It was as we were driving to Chicago for the Northwestern/Wisconsin game that an episode of The Splendid Table came on where host Francis Lam was discussing taking care… Author and activist Cecile Richards was a guest, and the two began a discussion about her love of pie baking and pie testing. There was a comment about comfort foods, and how some dishes really do comfort you, or remind you of home. Naturally, my mind began to wander as we drove.
It’s funny how food has so many memories attached to it, and how those memories can spark so many others. I was taken back, as we looped around Indianapolis at how vividly I remembered my grandma’s house. Friday nights there were filled with games of canasta. In the winter, the house was always too warm and smelled of the popcorn that the two of them had shared for a TV snack, and- inevitably- if company was expected at any time over the weekend, there would be a homemake spice cake sitting on the dining room table, the aroma drifting through the 70-something degree house.

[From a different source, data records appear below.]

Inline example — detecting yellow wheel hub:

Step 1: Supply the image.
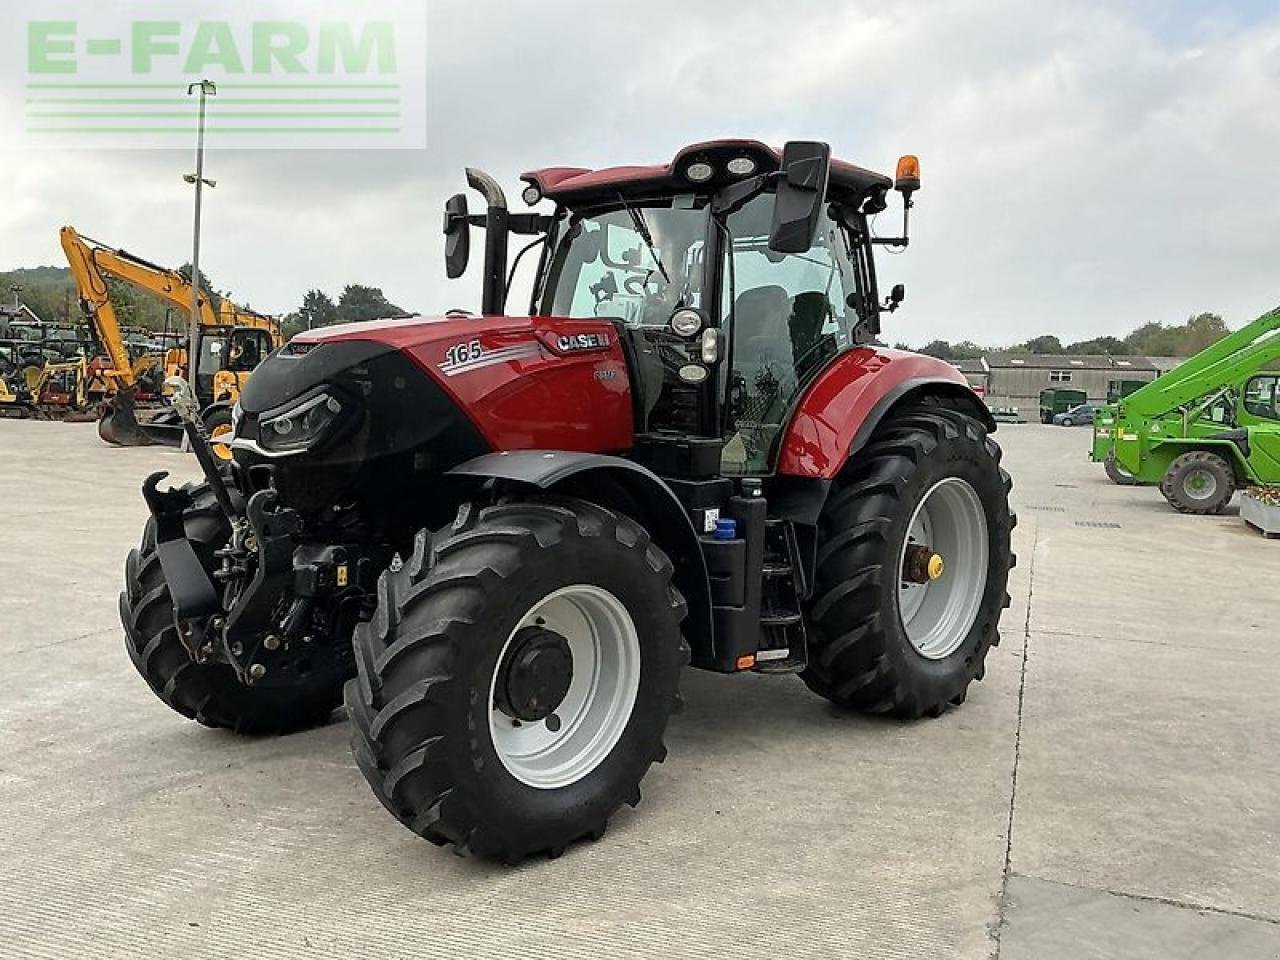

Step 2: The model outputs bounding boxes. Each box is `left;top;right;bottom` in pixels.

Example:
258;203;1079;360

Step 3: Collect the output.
927;553;945;580
209;424;234;461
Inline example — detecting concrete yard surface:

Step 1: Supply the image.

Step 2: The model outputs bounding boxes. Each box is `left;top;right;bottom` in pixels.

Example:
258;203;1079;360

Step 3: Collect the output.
1;419;1277;959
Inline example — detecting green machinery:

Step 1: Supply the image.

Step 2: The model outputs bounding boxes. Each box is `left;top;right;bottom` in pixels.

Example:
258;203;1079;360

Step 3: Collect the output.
1039;387;1086;423
1091;306;1280;513
1106;378;1148;404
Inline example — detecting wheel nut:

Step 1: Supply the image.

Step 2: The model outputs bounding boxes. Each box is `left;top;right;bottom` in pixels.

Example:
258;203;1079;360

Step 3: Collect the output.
263;635;280;651
248;663;266;681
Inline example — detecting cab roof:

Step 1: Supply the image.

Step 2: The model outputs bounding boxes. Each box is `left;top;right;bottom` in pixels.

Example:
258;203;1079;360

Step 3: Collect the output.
520;138;892;207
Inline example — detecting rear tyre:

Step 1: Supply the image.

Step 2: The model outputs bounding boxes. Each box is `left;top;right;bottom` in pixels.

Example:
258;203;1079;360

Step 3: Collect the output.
1160;450;1235;515
802;406;1014;719
1104;451;1139;486
346;497;687;862
120;483;345;734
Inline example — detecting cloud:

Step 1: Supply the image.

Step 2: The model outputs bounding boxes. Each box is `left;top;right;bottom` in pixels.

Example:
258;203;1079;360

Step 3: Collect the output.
0;0;1277;344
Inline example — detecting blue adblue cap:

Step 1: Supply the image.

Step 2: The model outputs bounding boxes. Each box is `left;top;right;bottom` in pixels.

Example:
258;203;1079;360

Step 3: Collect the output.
714;518;737;540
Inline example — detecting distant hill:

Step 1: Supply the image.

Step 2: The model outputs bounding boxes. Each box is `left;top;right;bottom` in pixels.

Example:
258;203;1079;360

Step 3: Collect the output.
0;264;222;332
0;265;76;324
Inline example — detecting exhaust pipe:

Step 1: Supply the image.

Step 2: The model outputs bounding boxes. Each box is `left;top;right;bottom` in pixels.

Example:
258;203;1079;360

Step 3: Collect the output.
466;167;509;316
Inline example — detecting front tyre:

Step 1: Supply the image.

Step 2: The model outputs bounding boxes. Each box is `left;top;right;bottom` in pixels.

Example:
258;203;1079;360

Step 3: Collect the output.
120;483;347;734
802;406;1014;719
346;498;687;862
1160;450;1235;514
1104;451;1139;486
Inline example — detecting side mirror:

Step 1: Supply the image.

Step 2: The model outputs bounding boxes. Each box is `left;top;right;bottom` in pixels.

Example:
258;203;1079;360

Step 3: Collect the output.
768;141;831;254
886;283;905;311
443;193;470;279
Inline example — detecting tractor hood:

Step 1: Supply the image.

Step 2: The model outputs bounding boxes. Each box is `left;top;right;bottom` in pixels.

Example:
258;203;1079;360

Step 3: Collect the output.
234;314;634;470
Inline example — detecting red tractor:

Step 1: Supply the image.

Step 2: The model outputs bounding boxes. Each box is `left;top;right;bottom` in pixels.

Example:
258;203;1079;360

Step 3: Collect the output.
122;140;1014;862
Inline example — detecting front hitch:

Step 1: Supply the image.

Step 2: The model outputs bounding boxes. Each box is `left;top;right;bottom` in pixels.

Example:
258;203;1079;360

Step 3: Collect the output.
141;471;222;620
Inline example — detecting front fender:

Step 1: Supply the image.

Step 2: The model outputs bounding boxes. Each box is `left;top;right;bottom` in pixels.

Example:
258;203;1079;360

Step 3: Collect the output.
776;347;992;479
448;451;713;660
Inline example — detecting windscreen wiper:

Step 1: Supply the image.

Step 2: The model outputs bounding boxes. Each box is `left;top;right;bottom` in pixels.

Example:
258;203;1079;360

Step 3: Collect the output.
618;195;671;285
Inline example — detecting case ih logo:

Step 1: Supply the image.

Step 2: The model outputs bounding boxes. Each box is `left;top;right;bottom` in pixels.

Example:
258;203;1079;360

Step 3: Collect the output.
556;332;610;352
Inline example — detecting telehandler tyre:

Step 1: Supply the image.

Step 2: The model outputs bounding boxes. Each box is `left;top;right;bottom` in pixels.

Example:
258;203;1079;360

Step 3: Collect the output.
802;406;1014;719
120;482;346;734
1104;451;1139;486
1160;450;1235;515
345;497;687;862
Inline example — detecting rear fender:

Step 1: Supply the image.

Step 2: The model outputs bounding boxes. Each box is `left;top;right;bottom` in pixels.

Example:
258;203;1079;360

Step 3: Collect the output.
777;347;993;479
448;451;713;660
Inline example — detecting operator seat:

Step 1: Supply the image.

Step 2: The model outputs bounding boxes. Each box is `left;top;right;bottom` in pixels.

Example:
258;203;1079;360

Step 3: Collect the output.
731;284;793;377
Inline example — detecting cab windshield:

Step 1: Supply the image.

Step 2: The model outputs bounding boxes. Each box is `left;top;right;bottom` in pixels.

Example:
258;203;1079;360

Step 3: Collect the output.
538;199;708;324
538;199;711;436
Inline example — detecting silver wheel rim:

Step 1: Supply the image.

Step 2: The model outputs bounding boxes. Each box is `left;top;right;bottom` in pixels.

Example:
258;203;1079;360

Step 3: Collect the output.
1184;468;1218;501
488;584;640;790
897;478;990;660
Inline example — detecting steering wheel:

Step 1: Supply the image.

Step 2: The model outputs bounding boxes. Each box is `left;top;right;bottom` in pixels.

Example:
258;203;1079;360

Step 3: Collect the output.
623;273;655;297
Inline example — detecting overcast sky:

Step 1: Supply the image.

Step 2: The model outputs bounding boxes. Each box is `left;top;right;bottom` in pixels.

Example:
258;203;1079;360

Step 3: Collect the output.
1;0;1278;346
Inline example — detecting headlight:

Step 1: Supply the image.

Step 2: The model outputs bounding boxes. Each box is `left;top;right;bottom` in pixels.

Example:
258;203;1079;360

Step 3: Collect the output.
257;392;345;455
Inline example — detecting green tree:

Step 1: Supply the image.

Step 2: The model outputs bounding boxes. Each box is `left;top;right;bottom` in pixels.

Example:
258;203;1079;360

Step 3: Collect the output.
302;289;339;328
916;339;958;362
1021;334;1064;354
336;284;408;323
173;262;227;321
1182;312;1228;354
1065;335;1131;355
951;340;987;360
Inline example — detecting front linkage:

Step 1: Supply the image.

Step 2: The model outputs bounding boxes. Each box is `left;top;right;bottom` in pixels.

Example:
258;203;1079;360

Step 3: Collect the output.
137;378;368;694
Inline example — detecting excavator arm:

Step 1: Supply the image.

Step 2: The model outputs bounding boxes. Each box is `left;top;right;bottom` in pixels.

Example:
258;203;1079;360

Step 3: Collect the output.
61;225;282;450
60;227;144;390
59;226;282;391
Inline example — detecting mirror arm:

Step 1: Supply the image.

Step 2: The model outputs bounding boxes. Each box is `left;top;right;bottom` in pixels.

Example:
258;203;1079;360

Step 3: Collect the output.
507;213;555;236
870;192;914;247
711;172;777;217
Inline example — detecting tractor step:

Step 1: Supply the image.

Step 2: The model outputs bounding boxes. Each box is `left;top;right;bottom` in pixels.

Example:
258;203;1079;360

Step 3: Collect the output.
756;517;809;671
760;610;802;627
752;649;806;674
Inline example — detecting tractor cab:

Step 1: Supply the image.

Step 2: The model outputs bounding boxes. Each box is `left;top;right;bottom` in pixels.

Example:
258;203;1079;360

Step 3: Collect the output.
446;140;921;477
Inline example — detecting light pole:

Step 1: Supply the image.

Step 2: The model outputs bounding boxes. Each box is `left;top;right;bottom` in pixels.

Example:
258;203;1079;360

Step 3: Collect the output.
184;79;217;392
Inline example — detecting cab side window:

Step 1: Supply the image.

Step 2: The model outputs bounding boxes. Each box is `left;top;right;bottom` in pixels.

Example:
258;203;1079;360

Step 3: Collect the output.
720;193;858;474
1243;375;1280;421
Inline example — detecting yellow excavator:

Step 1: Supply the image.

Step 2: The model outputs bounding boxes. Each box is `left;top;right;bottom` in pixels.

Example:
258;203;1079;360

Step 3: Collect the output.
60;226;282;454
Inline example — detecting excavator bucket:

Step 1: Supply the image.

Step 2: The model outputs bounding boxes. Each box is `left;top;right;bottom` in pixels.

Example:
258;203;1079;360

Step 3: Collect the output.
97;385;184;448
97;386;153;446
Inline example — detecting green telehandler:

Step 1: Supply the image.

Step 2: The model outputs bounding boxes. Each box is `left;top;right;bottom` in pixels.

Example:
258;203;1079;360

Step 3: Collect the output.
1091;306;1280;513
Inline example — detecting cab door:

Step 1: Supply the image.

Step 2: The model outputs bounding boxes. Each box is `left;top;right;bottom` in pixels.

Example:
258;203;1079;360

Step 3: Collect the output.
718;193;866;475
1240;375;1280;480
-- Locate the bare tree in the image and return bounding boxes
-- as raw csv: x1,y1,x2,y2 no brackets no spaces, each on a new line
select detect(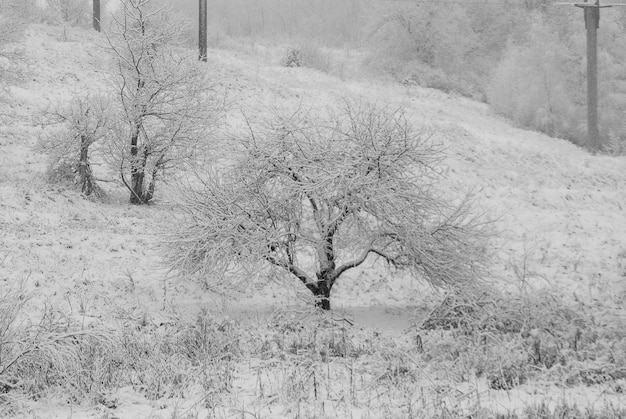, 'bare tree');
163,103,492,310
106,0,222,204
39,94,110,196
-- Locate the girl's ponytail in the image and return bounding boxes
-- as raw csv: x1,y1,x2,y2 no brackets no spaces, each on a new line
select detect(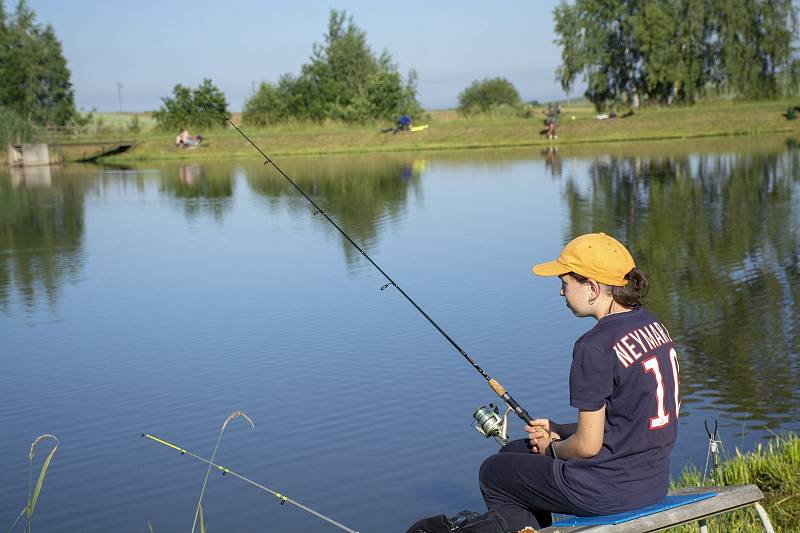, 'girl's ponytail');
611,268,649,308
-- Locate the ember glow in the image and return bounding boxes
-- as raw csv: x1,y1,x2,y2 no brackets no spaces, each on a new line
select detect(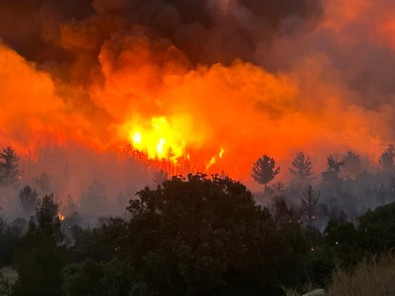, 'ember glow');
0,0,394,184
58,213,65,222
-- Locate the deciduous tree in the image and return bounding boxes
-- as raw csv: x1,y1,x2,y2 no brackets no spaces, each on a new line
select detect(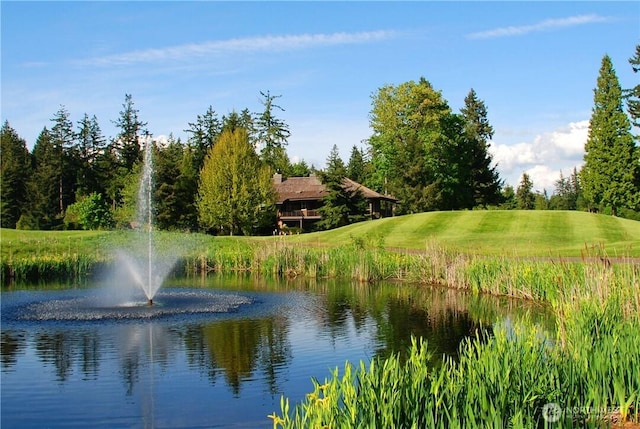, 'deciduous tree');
197,128,275,235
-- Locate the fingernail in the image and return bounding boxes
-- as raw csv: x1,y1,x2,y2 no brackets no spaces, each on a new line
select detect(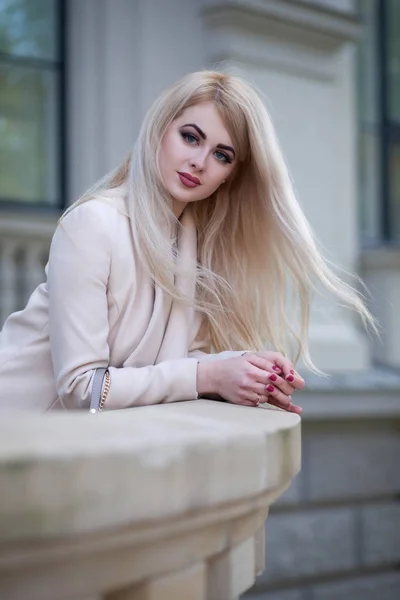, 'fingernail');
286,375,294,382
266,385,275,393
269,373,277,381
272,366,280,372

For years after my grandma died, I flipped through her handwritten recipes, pulling out the ones I loved (Italian creme cake, chess bars, salmon croquettes), and discarding the ones I didn’t (jello molds with floating fruit…. ick), but never found the one for her cooked caramel frosting- the one that topped her spice cake, hardening to a beautiful cooked sugar shell around a fluffy, tasty cake.
Finally, I began flipping through her cookbooks. In her copy of the signature red and white Better Homes and Gardens version (still with pages stuck together in the candy section- evidence of too many batches of peanut brittle), I spotted it- Penuche frosting. This brown sugar fudge had been made into a cooked caramel frosting, and I knew it had to be the version she used.
While tasty, and smelling so, so good, I quickly learned that the frosting wasn’t the easiest to handle, making the cake a little less than pretty. I finally stopped trying to spread it with a spatula, and gave into using my hands, squishing the caramel onto the fluffy cake layers, resulting in a squat yet delicious dessert.
It ain’t pretty, but it tastes like home, and, if I close my eyes and remember just right, it smells like Friday night card games, popcorn during Jeopardy, and a slightly-too-warm living room.
Better Homes and Gardens Penuche Frosting:
1/2 cup margarine or butter
1 cup packed brown sugar
1/4 cup milk
3 1/2 cups powdered sugar
In saucepan melt margarine; stir in brown sugar. Cook and stir until bubbly. Remove from the heat. Add milk; beat vigorously until smooth. Add powdered sugar; beat by hand till of spreading consistency. Immediately frost tops of two 8- or 9- inch cake layers, or top of one 13×9 inch cake.